Lo spiega Giuda stesso nell’ultimo libro di Rino Cammilleri, saggista e giornalista: “Il mio nome è Giuda”, edito da la Fontana di Siloe, 265 pagine, 19,50 euro. Un romanzo che ripercorre con la narrazione del discepolo le vicende che lo videro coinvolto accanto a Gesù negli anni della sua predicazione, fino a quella notta fatale nell’orto degli ulivi. Un racconto, come ci ha ormai abituati l’autore, che è anche una ricostruzione densa di notizie tratte da una solida visitazione di documenti storici
Ma torniamo al nostro Giuda ben Shimon.
Anche gli altri discepoli avevano seri dubbi su chi fosse Gesù. Anche loro fino all’ultimo si erano quasi litigati su chi avesse il privilegio di sedere alla destra di quello che secondo loro doveva essere il nuovo re d’Israele e su come accaparrarsi gli incarichi migliori. Quando poi le cose si misero male si rintanarono pieni di paura e ci volle la discesa dello Spirito Santo per aprire loro le menti e fargli comprendere ciò che fino ad allora non avevano del tutto compreso.
Eppure anche loro avevano visto e udito.
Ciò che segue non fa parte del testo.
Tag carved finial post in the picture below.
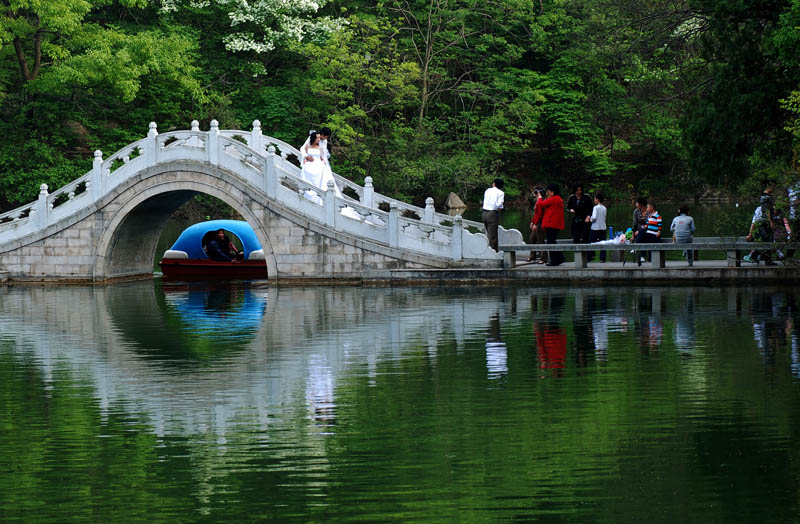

Ma gli altri undici erano per lo più uomini semplici e poco istruiti. Giuda no, lui era un ebreo colto, che da tutta la vita si preparava alla venuta del Messia studiando ai piedi dei migliori maestri. Conosceva per filo e per segno le scritture e i passi che predicevano la venuta del nuovo re e non sarebbe caduto in alcuna trappola; non sarebbe stato uno di quei gonzi accecati d’odio pronti a seguire il primo sobillatore di animi per poi fare invariabilmente la fine dei capretti al macello, scannati dai romani nel corso di una delle ricorrenti rivolte. Giuda Sapeva bene chi doveva essere il vero Messia ma nonostante si fosse risolto a seguirlo, il dubbio poco a poco si insinua fino a prendere il sopravvento.
Scorrendo le pagine del libro, man mano che il protagonista manifestale sue perplessità e vede venir meno le aspettative, nel lettore si insinua il dubbio: anch’io sono come Giuda? Anche noi sappiamo bene chi deve essere Gesù: un sindacalista, un assistente sociale, un rivoluzionario, il nostro personal trainer spirituale e molto altro ancora e anche se inizialmente ci mettiamo con entusiasmo alla sua sequela quando non corrisponde alle nostre aspettative presto ci facciamo prendere dal dubbio e volentieri facciamo come Giuda: lo abbandoniamo.
Al temine della lettura del libro è tornata alla memoria di chi scrive il passo del Vangelo di Giovanni: «Ti rendo lode, Padre, Signore del cielo e della terra, perché hai nascosto queste cose ai sapienti e ai dotti e le hai rivelate ai piccoli. Sì, o Padre, perché così hai deciso nella tua benevolenza».